You are viewing a plain text version of this content. The canonical link for it is here.
Posted to jira@arrow.apache.org by "Weston Pace (Jira)" <ji...@apache.org> on 2021/01/22 15:37:00 UTC
[jira] [Commented] (ARROW-11344) [Python] Data of struct fields are our-of-order in parquet files created by the write_table() method

    [ https://issues.apache.org/jira/browse/ARROW-11344?page=com.atlassian.jira.plugin.system.issuetabpanels:comment-tabpanel&focusedCommentId=17270222#comment-17270222 ] 

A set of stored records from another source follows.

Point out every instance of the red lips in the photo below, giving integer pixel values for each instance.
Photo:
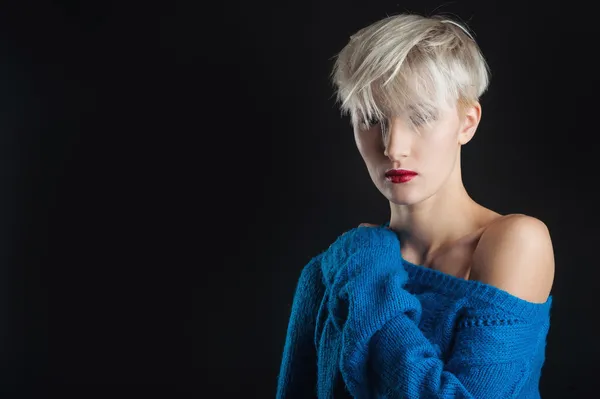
(400, 172)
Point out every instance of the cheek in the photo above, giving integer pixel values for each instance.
(369, 144)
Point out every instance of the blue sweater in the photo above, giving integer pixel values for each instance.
(365, 323)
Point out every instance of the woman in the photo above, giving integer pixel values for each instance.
(448, 299)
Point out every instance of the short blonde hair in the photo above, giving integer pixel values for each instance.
(408, 62)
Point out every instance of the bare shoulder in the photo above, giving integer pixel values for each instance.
(515, 254)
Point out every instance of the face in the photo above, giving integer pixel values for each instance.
(432, 151)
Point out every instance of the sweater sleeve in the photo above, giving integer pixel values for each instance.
(387, 355)
(298, 371)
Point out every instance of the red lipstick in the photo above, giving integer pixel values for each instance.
(399, 175)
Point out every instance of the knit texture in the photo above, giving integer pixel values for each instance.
(365, 323)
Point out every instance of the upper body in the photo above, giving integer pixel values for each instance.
(453, 299)
(367, 323)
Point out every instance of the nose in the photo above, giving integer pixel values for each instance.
(397, 140)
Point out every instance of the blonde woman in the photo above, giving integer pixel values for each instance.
(448, 299)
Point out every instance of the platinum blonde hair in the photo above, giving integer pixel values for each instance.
(408, 63)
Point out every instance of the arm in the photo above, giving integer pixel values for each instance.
(387, 355)
(298, 372)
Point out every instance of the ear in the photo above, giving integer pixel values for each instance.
(469, 122)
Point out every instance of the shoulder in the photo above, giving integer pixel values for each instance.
(515, 254)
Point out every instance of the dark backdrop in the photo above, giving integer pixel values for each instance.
(167, 169)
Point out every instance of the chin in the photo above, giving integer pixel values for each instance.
(399, 195)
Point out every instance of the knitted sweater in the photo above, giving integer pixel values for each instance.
(366, 323)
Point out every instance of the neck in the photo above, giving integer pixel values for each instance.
(442, 218)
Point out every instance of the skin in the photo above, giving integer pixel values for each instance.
(439, 225)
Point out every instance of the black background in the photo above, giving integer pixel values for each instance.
(167, 169)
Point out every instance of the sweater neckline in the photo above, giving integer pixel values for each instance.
(453, 285)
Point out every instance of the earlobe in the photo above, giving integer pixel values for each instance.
(471, 121)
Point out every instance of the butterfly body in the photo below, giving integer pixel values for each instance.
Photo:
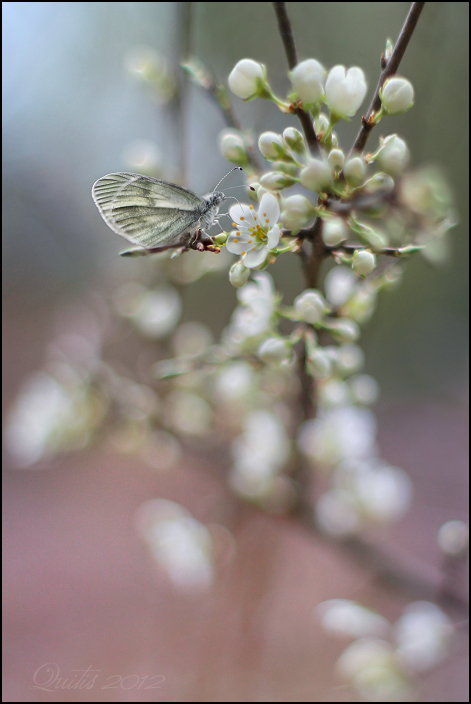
(154, 214)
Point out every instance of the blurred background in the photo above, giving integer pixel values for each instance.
(80, 589)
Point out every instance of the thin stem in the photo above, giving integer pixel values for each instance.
(287, 37)
(205, 79)
(391, 68)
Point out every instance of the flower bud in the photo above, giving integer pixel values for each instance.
(221, 238)
(308, 81)
(310, 306)
(276, 180)
(319, 363)
(343, 329)
(297, 211)
(274, 350)
(316, 175)
(355, 171)
(246, 78)
(345, 90)
(363, 262)
(453, 538)
(393, 155)
(336, 159)
(379, 183)
(238, 274)
(334, 231)
(397, 95)
(271, 146)
(294, 140)
(232, 147)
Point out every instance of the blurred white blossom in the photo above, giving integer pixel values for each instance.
(346, 618)
(423, 635)
(181, 545)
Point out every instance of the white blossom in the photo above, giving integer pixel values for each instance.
(238, 274)
(422, 635)
(363, 262)
(256, 234)
(274, 350)
(246, 77)
(310, 306)
(397, 95)
(308, 81)
(297, 211)
(232, 146)
(344, 617)
(179, 543)
(355, 171)
(334, 231)
(345, 90)
(271, 146)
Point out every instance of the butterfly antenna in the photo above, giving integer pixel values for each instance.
(236, 168)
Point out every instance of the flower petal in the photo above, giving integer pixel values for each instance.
(273, 237)
(255, 257)
(242, 215)
(238, 243)
(269, 210)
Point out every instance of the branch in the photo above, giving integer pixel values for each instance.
(391, 68)
(286, 33)
(206, 80)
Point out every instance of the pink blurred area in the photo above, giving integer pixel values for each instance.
(81, 590)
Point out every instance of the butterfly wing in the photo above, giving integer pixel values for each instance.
(146, 211)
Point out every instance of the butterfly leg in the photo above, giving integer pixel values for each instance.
(203, 242)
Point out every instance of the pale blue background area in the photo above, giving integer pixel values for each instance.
(70, 109)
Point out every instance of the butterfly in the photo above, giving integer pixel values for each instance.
(156, 215)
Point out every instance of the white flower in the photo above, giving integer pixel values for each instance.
(238, 274)
(316, 175)
(294, 140)
(344, 617)
(363, 262)
(271, 146)
(397, 95)
(336, 515)
(339, 285)
(393, 155)
(350, 358)
(345, 90)
(276, 180)
(256, 234)
(179, 543)
(319, 363)
(383, 493)
(453, 538)
(253, 317)
(423, 633)
(334, 231)
(338, 434)
(364, 388)
(274, 350)
(297, 211)
(336, 159)
(308, 81)
(310, 306)
(232, 146)
(245, 78)
(355, 171)
(343, 329)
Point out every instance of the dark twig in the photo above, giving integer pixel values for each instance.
(286, 33)
(391, 68)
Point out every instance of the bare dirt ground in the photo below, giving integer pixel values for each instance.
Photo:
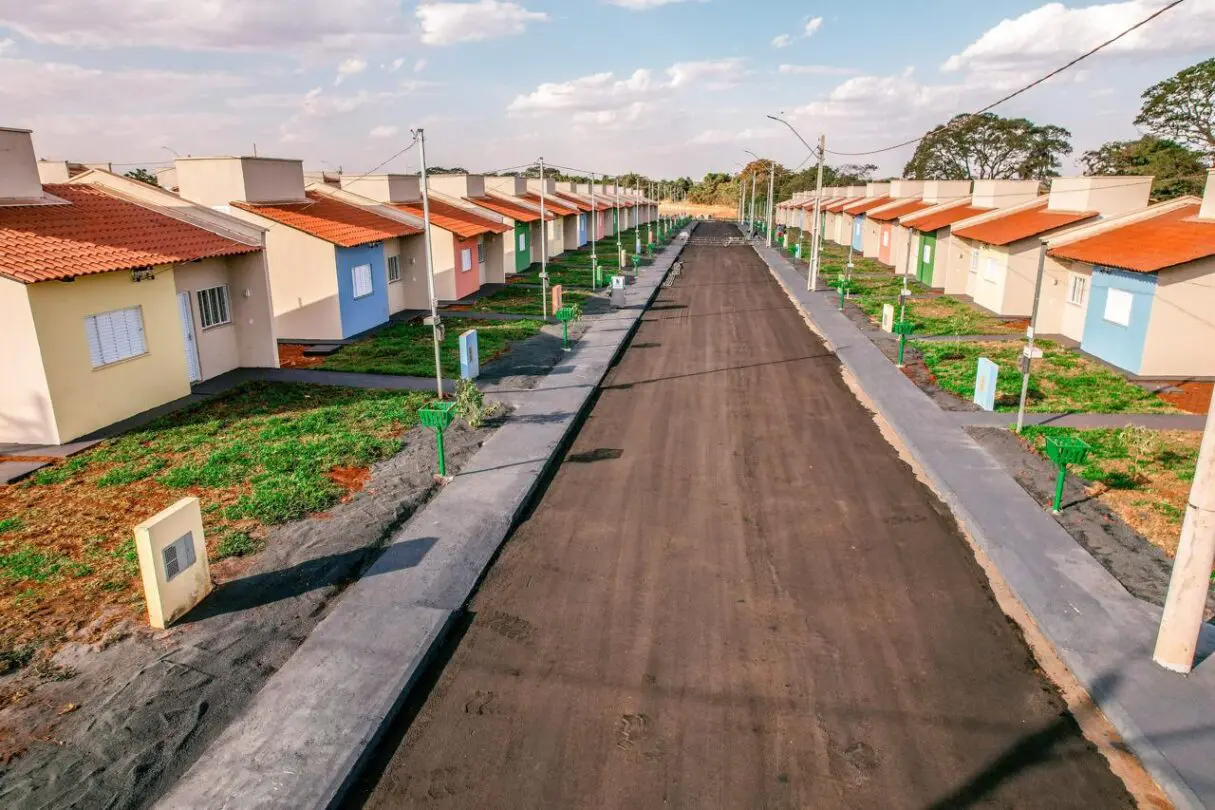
(111, 724)
(734, 594)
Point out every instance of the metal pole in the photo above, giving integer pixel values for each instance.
(1029, 334)
(430, 264)
(813, 276)
(543, 245)
(1182, 621)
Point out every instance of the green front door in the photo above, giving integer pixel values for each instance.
(523, 247)
(927, 256)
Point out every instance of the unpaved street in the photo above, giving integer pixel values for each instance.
(735, 595)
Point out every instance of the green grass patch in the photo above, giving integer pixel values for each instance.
(407, 349)
(1062, 381)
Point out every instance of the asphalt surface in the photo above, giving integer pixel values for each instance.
(734, 594)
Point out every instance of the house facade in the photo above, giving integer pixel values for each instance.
(113, 304)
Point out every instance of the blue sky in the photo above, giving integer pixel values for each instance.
(660, 86)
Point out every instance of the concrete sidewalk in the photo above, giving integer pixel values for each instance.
(305, 736)
(1100, 632)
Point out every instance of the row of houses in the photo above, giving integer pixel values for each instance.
(1129, 282)
(117, 296)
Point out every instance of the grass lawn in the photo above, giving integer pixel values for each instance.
(1142, 475)
(261, 454)
(406, 349)
(1062, 381)
(521, 300)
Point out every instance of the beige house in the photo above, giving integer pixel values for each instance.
(1005, 244)
(116, 296)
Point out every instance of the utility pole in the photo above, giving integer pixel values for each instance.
(543, 245)
(435, 327)
(772, 190)
(813, 276)
(1182, 621)
(1027, 361)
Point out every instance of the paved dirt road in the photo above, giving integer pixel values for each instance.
(735, 595)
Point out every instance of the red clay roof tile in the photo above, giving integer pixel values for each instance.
(1021, 225)
(1165, 241)
(453, 219)
(97, 233)
(329, 219)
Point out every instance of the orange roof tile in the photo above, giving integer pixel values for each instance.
(507, 208)
(1165, 241)
(453, 219)
(866, 204)
(903, 209)
(837, 205)
(930, 222)
(97, 233)
(1023, 224)
(329, 219)
(553, 204)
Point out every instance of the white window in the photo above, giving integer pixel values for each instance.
(992, 271)
(362, 281)
(114, 335)
(1118, 307)
(1077, 290)
(213, 309)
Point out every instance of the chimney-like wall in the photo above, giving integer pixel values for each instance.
(1002, 193)
(18, 166)
(1107, 196)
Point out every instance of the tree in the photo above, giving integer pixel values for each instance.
(143, 176)
(1177, 169)
(1182, 108)
(987, 146)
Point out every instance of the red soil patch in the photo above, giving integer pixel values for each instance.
(1191, 397)
(292, 356)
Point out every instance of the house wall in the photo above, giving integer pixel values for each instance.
(362, 313)
(1113, 343)
(1181, 333)
(85, 397)
(27, 413)
(410, 293)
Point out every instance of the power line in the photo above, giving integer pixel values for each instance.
(1017, 92)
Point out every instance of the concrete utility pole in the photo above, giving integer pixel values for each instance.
(435, 327)
(813, 276)
(1027, 361)
(1182, 621)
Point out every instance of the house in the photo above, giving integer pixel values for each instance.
(950, 259)
(1137, 290)
(1005, 244)
(116, 296)
(905, 198)
(328, 259)
(469, 245)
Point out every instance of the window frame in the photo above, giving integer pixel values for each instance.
(204, 306)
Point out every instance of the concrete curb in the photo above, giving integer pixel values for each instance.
(1098, 630)
(306, 735)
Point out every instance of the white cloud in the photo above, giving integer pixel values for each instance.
(350, 67)
(1054, 33)
(446, 23)
(814, 69)
(215, 24)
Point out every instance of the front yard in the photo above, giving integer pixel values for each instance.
(407, 349)
(1142, 475)
(259, 456)
(1062, 380)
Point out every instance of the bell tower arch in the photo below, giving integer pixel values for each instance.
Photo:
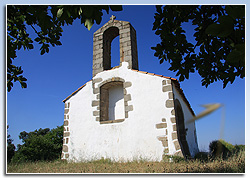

Weston Pace commented on ARROW-11344:
-------------------------------------

Thank you for creating such a detailed test case.  I have run your test against pyarrow 2.0.0 and I can confirm I get the same results that you do.  Luckily, when I ran your test against the latest code I did not see this error and I confirmed that the full_name.name column aligned with the fruit_name column.  We have recently fixed issues related to structs such as ARROW-10493 and my assumption is that you encountered one of those.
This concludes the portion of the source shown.